Proposal trades more days on duty for freedom from time-consuming requirements imposed on teachers.
"This contract is an important and meaningful step in a phased process of reform and improvement," Johnson told the board before it voted.
But Shelly Damm, who said her children get an "amazing education" at Whittier and Lake Harriet schools, said she's horrified that children on the wrong side of the achievement gap aren't succeeding.
"Thank you so much for what you did do, but this contract is so mediocre," Damm said.
Voting for the contract were Rebecca Gagnon, Jill Davis, Richard Mammen, Alberto Monserrate, Jenny Arneson and Kim Ellison. The two no votes were cast by Hussein Samatar and Carla Bates, who said that change isn't coming fast enough.
The deal adds four days, or about 2 percent, to next year's calendar at all schools, and 15 minutes to a teacher's duty day, for which the typical teacher would get about $3,090 more annually. Teachers at the six lowest-performing schools report to work four days earlier than their peers next August, and teachers at 10 other schools vote on whether to do so. The district agreed to class-size targets for those schools and to let their staffs junk unneeded programs and curriculum to allow them to focus on student gains.
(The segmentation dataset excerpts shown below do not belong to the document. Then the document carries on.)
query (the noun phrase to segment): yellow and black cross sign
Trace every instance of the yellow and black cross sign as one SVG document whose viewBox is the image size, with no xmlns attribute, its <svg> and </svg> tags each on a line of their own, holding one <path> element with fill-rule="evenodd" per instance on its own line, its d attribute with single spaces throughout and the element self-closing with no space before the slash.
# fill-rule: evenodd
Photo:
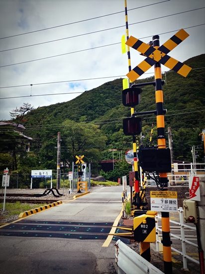
<svg viewBox="0 0 205 274">
<path fill-rule="evenodd" d="M 154 48 L 133 36 L 130 36 L 125 43 L 126 44 L 138 50 L 144 56 L 147 56 L 147 58 L 130 71 L 127 74 L 127 76 L 132 82 L 134 82 L 158 62 L 186 77 L 192 68 L 171 57 L 167 53 L 189 36 L 189 34 L 182 28 L 158 49 Z"/>
<path fill-rule="evenodd" d="M 84 155 L 83 155 L 82 156 L 77 156 L 76 155 L 76 157 L 78 159 L 78 160 L 76 161 L 76 163 L 84 163 L 84 161 L 83 160 L 82 160 L 82 158 L 83 158 L 84 157 Z"/>
</svg>

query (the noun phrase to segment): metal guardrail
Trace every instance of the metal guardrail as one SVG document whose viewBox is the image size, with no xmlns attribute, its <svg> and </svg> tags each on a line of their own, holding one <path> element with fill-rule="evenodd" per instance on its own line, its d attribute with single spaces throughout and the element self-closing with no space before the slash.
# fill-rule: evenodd
<svg viewBox="0 0 205 274">
<path fill-rule="evenodd" d="M 164 274 L 120 240 L 115 247 L 118 274 Z"/>
<path fill-rule="evenodd" d="M 196 228 L 191 227 L 190 226 L 188 226 L 184 224 L 184 217 L 183 217 L 184 210 L 182 207 L 180 207 L 178 209 L 178 211 L 179 212 L 179 215 L 180 215 L 180 223 L 178 223 L 177 222 L 175 222 L 175 221 L 172 221 L 172 220 L 170 220 L 170 223 L 172 223 L 180 227 L 181 237 L 179 237 L 179 236 L 176 235 L 175 234 L 173 234 L 172 233 L 170 233 L 170 236 L 171 237 L 175 238 L 176 239 L 177 239 L 178 240 L 180 240 L 181 241 L 182 252 L 181 251 L 180 251 L 179 250 L 177 250 L 177 249 L 173 247 L 171 247 L 171 249 L 172 249 L 172 250 L 173 250 L 175 252 L 177 252 L 177 253 L 179 253 L 179 254 L 182 255 L 183 257 L 183 268 L 185 269 L 187 269 L 187 259 L 190 260 L 190 261 L 192 261 L 192 262 L 194 262 L 194 263 L 196 263 L 198 265 L 200 264 L 200 262 L 199 261 L 197 261 L 190 257 L 190 256 L 188 256 L 188 255 L 187 255 L 186 252 L 186 243 L 189 244 L 189 245 L 191 245 L 192 246 L 193 246 L 197 248 L 198 248 L 198 245 L 185 239 L 185 228 L 188 228 L 189 229 L 193 230 L 194 231 L 196 231 Z M 161 216 L 159 216 L 157 215 L 155 216 L 155 219 L 156 220 L 156 221 L 157 221 L 158 219 L 161 219 L 161 218 L 162 217 Z M 159 227 L 158 222 L 156 223 L 156 231 L 157 233 L 156 242 L 156 251 L 159 252 L 159 243 L 162 244 L 162 242 L 159 239 L 159 231 L 162 232 L 162 230 L 161 228 Z"/>
</svg>

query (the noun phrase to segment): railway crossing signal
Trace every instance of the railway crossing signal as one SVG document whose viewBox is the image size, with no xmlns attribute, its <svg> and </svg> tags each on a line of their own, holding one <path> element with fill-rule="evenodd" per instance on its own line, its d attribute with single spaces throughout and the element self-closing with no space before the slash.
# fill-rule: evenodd
<svg viewBox="0 0 205 274">
<path fill-rule="evenodd" d="M 164 81 L 162 80 L 161 65 L 161 64 L 164 65 L 184 77 L 187 76 L 192 68 L 171 57 L 168 55 L 168 53 L 188 36 L 188 33 L 182 29 L 161 46 L 160 46 L 159 35 L 153 36 L 152 41 L 149 44 L 147 44 L 133 36 L 130 36 L 126 42 L 128 46 L 138 50 L 143 55 L 146 57 L 144 61 L 139 64 L 133 69 L 132 70 L 130 69 L 127 74 L 127 76 L 131 82 L 134 82 L 154 65 L 155 82 L 132 85 L 130 88 L 126 89 L 122 92 L 122 103 L 123 105 L 126 107 L 131 107 L 131 117 L 123 120 L 124 133 L 126 135 L 132 135 L 133 151 L 134 148 L 134 152 L 136 151 L 135 136 L 138 135 L 141 133 L 141 118 L 137 118 L 136 116 L 148 114 L 154 114 L 156 115 L 157 128 L 157 148 L 155 149 L 154 147 L 149 147 L 147 149 L 146 147 L 142 147 L 140 149 L 139 154 L 140 155 L 139 156 L 141 156 L 139 157 L 139 158 L 141 158 L 141 159 L 140 158 L 140 165 L 145 170 L 147 169 L 147 171 L 150 172 L 157 171 L 159 172 L 159 178 L 157 179 L 158 182 L 160 186 L 162 186 L 161 189 L 164 191 L 168 191 L 167 172 L 171 170 L 171 165 L 170 164 L 170 151 L 169 149 L 166 148 L 165 140 L 164 114 L 166 112 L 166 110 L 164 109 L 163 108 L 162 85 Z M 139 103 L 140 99 L 141 92 L 139 91 L 138 90 L 140 90 L 140 89 L 138 88 L 139 86 L 145 85 L 153 85 L 155 86 L 156 110 L 149 112 L 134 113 L 133 107 Z M 135 90 L 135 88 L 137 88 L 137 89 Z M 136 155 L 136 152 L 135 154 Z M 165 160 L 164 160 L 165 158 Z M 135 172 L 135 183 L 136 183 L 136 186 L 135 187 L 135 199 L 137 202 L 136 204 L 139 206 L 139 205 L 141 205 L 141 201 L 139 195 L 139 187 L 138 180 L 137 162 L 134 166 L 134 170 Z M 144 228 L 143 224 L 145 224 L 146 221 L 143 221 L 144 223 L 142 224 L 142 220 L 140 218 L 138 219 L 138 220 L 135 217 L 134 219 L 134 222 L 135 223 L 134 226 L 135 227 L 136 230 L 135 240 L 136 240 L 137 239 L 140 241 L 142 239 L 143 240 L 143 242 L 141 242 L 142 252 L 141 255 L 143 257 L 144 256 L 144 258 L 148 258 L 148 257 L 147 255 L 150 253 L 149 243 L 144 242 L 144 239 L 141 239 L 142 231 L 141 231 L 140 230 L 142 228 Z M 152 219 L 150 220 L 152 220 Z M 138 223 L 138 221 L 139 221 L 139 223 Z M 141 225 L 142 227 L 141 227 Z M 151 226 L 152 228 L 153 225 L 153 225 L 153 225 L 152 224 Z M 140 231 L 138 231 L 139 229 Z M 152 231 L 152 229 L 151 231 Z M 171 241 L 170 236 L 169 212 L 162 212 L 162 232 L 163 239 L 165 273 L 166 274 L 172 274 Z M 138 232 L 140 234 L 139 239 L 138 238 Z M 151 236 L 151 238 L 152 238 L 152 236 Z M 150 239 L 149 240 L 150 240 Z"/>
<path fill-rule="evenodd" d="M 84 161 L 82 160 L 82 158 L 84 157 L 84 155 L 83 155 L 82 156 L 76 156 L 76 157 L 78 159 L 78 160 L 76 161 L 76 163 L 84 163 Z"/>
<path fill-rule="evenodd" d="M 126 44 L 138 50 L 147 58 L 127 73 L 127 76 L 132 82 L 134 82 L 153 65 L 159 62 L 186 77 L 192 68 L 171 57 L 167 53 L 189 36 L 189 34 L 185 30 L 180 29 L 158 49 L 130 36 Z"/>
</svg>

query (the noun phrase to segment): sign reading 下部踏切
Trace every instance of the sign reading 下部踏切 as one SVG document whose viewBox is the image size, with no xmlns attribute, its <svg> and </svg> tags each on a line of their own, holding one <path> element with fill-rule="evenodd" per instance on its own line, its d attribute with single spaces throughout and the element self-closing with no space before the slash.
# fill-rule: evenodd
<svg viewBox="0 0 205 274">
<path fill-rule="evenodd" d="M 31 170 L 31 178 L 51 178 L 52 169 L 48 170 Z"/>
<path fill-rule="evenodd" d="M 190 200 L 201 201 L 199 177 L 190 176 L 189 177 L 189 188 Z"/>
<path fill-rule="evenodd" d="M 177 191 L 150 191 L 151 210 L 178 212 Z"/>
</svg>

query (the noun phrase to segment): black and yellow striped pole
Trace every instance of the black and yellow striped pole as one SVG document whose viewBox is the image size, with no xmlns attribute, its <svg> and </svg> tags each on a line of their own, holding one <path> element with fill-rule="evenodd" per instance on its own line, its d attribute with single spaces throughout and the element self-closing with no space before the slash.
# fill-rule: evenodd
<svg viewBox="0 0 205 274">
<path fill-rule="evenodd" d="M 153 46 L 155 49 L 159 47 L 159 36 L 152 37 Z M 159 149 L 166 148 L 164 114 L 163 108 L 163 93 L 162 85 L 161 64 L 159 62 L 154 65 L 155 82 L 155 99 L 157 110 L 157 144 Z M 163 191 L 168 191 L 167 173 L 160 173 L 160 184 L 163 185 Z M 165 274 L 172 274 L 172 253 L 170 240 L 170 226 L 169 213 L 162 212 L 162 231 L 163 245 L 163 260 Z"/>
<path fill-rule="evenodd" d="M 124 0 L 124 8 L 125 13 L 125 25 L 126 25 L 126 41 L 129 39 L 129 31 L 128 31 L 128 18 L 127 18 L 127 1 Z M 129 46 L 127 46 L 127 58 L 128 63 L 128 70 L 129 72 L 131 71 L 131 60 L 130 60 L 130 52 L 129 50 Z M 129 80 L 129 88 L 130 87 L 131 82 Z M 134 113 L 134 108 L 131 108 L 131 116 Z M 135 172 L 134 183 L 134 187 L 135 191 L 135 197 L 137 202 L 140 202 L 141 201 L 139 196 L 139 184 L 138 179 L 138 170 L 137 164 L 137 145 L 136 144 L 136 136 L 132 136 L 132 143 L 133 143 L 133 149 L 134 154 L 134 171 Z"/>
<path fill-rule="evenodd" d="M 127 1 L 124 0 L 124 10 L 125 13 L 125 26 L 126 26 L 126 40 L 129 39 L 129 30 L 128 27 L 128 19 L 127 19 Z M 131 60 L 130 60 L 130 52 L 129 50 L 129 46 L 127 46 L 127 58 L 128 61 L 128 70 L 129 72 L 131 71 Z M 130 86 L 130 82 L 129 81 L 129 87 Z"/>
<path fill-rule="evenodd" d="M 149 146 L 150 146 L 151 145 L 151 142 L 152 141 L 152 133 L 153 132 L 153 126 L 154 126 L 154 124 L 153 124 L 152 125 L 152 129 L 151 130 L 150 138 L 149 139 Z"/>
</svg>

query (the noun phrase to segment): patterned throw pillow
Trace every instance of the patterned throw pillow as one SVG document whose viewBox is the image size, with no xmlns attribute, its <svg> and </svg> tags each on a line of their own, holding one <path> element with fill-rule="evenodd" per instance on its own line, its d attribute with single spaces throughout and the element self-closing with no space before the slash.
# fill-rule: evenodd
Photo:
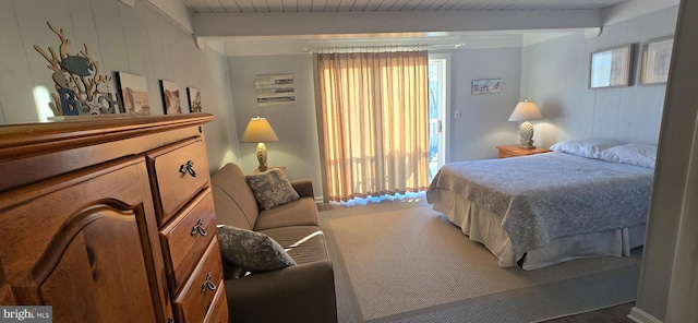
<svg viewBox="0 0 698 323">
<path fill-rule="evenodd" d="M 272 210 L 301 198 L 279 169 L 248 175 L 244 178 L 264 210 Z"/>
<path fill-rule="evenodd" d="M 268 272 L 294 266 L 296 261 L 269 236 L 218 226 L 218 240 L 224 260 L 250 272 Z"/>
</svg>

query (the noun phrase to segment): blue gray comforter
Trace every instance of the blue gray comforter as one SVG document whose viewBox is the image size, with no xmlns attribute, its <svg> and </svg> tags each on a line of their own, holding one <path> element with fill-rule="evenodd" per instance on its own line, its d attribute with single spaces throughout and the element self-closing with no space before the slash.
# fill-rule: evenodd
<svg viewBox="0 0 698 323">
<path fill-rule="evenodd" d="M 514 251 L 645 224 L 654 170 L 564 153 L 447 164 L 432 181 L 501 217 Z"/>
</svg>

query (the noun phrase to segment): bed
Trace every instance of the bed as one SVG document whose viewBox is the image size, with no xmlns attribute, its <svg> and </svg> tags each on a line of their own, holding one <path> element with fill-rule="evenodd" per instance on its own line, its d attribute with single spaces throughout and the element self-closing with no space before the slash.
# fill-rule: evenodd
<svg viewBox="0 0 698 323">
<path fill-rule="evenodd" d="M 627 154 L 601 158 L 606 149 L 628 145 L 591 145 L 450 163 L 434 177 L 426 200 L 503 267 L 629 256 L 645 239 L 655 146 L 641 145 L 645 159 L 638 159 Z"/>
</svg>

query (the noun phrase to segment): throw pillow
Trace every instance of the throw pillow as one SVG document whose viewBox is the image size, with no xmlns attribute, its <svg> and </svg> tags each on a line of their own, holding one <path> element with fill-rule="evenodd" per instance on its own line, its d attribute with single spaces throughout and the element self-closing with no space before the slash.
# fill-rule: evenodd
<svg viewBox="0 0 698 323">
<path fill-rule="evenodd" d="M 626 144 L 615 146 L 601 152 L 599 158 L 612 163 L 654 168 L 657 145 Z"/>
<path fill-rule="evenodd" d="M 587 158 L 599 158 L 601 152 L 617 145 L 618 143 L 613 141 L 586 139 L 558 142 L 552 145 L 550 149 Z"/>
<path fill-rule="evenodd" d="M 261 174 L 248 175 L 244 178 L 252 189 L 254 198 L 264 210 L 272 210 L 301 198 L 281 170 L 270 169 Z"/>
<path fill-rule="evenodd" d="M 245 271 L 268 272 L 296 265 L 276 240 L 261 232 L 219 225 L 218 241 L 221 258 Z"/>
</svg>

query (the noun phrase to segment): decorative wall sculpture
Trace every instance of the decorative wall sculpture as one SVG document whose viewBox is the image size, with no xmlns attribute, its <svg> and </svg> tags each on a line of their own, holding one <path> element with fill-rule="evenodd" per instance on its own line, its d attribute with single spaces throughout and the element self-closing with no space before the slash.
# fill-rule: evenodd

The deal raises district costs by $17.1 million, or more than 6 percent. Much of that comes from the cost of extra days in class or training, but many teachers will also get added pay for experience or training. It also clears some time-consuming requirements now imposed on teachers in an effort to help them focus more on teamwork and data analysis in an effort to accelerate learning. The Minneapolis Federation of Teachers has ratified the contract with 83 percent support from teachers who voted.